B. Minutes / Minutes of Meeting Minutes of corporate meetings are the official records of the meetings of the board of directors and shareholders, including a summary of important issues and decisions determined by directors and shareholders as such: - Announcement of dividends - Payroll authorization for employees - Contract agreements and agreements - Authorization for acquisition of assets - Merger agreement - Authorization for long-term loans - Approval to sell shares - Authorize employees entitled to sign checks - Reporting on the progress of the company's operations Before the auditor completes the audit, there must be a follow-up on important information above to ensure that management has reviewed the provisions made by the shareholders, board of directors and board of commissioners, for example payroll that has been authorized by employees must be traced to the salary records , each employee to test whether the correct amount of salary has been paid.

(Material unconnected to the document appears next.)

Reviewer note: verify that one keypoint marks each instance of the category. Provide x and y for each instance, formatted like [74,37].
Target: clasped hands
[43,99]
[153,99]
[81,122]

C. Contracts In examining the contract Arens (2000) argues that the main concern must be focused on the terms of the legal agreement that affects financial disclosure. The contract can have an important impact on the financial statements if the subject of the contract is stated directly at a certain monetary value, for example for mortgages and bond obligations. The effect that a contract may have on the financial statement is very dependent on its nature, for example, for long-term notes requiring disclosure that is completely different from a contract with the government for the shipment of finished goods.Some examples of contracts other than those mentioned above are: stock options, retirement plans, contracts with sellers for later distribution of goods, royalty agreements, contracts with trade unions, and leasing.Contracts are generally required in each part of the audit, and in practice receive special attention during the various stages of detailed testing, for example the backup of the three main steps / parts of planning and their subdivisions as well as a brief explanation of each described as follows:

Source: Arens (2000) processedFigure 7.5

Overview of the First Three Steps in the planning and stages
Planning an Audit Approach
`All information that has been obtained by the auditor above must be documented in a permanent working paper (for those that have been valid for more than one period) or current working paper (current file for only that period).

 
C. BASIC MAKING AUDIT PLANNING
Audit planning must be made in order to meet the first Auditing Implementation Standards.
To carry out audits in accordance with the above standards, HS Munawir (1995) explains that the auditor must prepare an audit plan or audit plan or audit plan of action to organize, coordinate and arrange for the activities of the auditor staff.
Audit planning includes determining a general strategy or game plan regarding the things to be carried out and the extent of the audit.
According to PSA No 05 (SA section 311) what is meant by audit planning is as follows:
’’ Audit planning includes developing the overall strategy for implementation and expected scope of audits ‘’.
The nature, extent and timing of planning varies with the size and complexity of the business unit, the experience of the business unit and the knowledge of the business unit, but at least the following must be considered in audit planning, namely:
a. Problems related to business / line of business, but most operate therein
b. Its policies and accounting procedures for business units
c. The methods used in processing significant accounting information, including the use of outside service companies to process the company's principal accounting information
d. Determination of planned control risk levels
e. Initial consideration of materiality level for audit purposes
f. Post financial statements that may require adjustments

g. Conditions that may require the expansion or alteration of audit testing, such as the risk of material errors and irregularities or the occurrence of transactions between related parties

h. The nature of the audit report that is expected to be submitted to the assignor.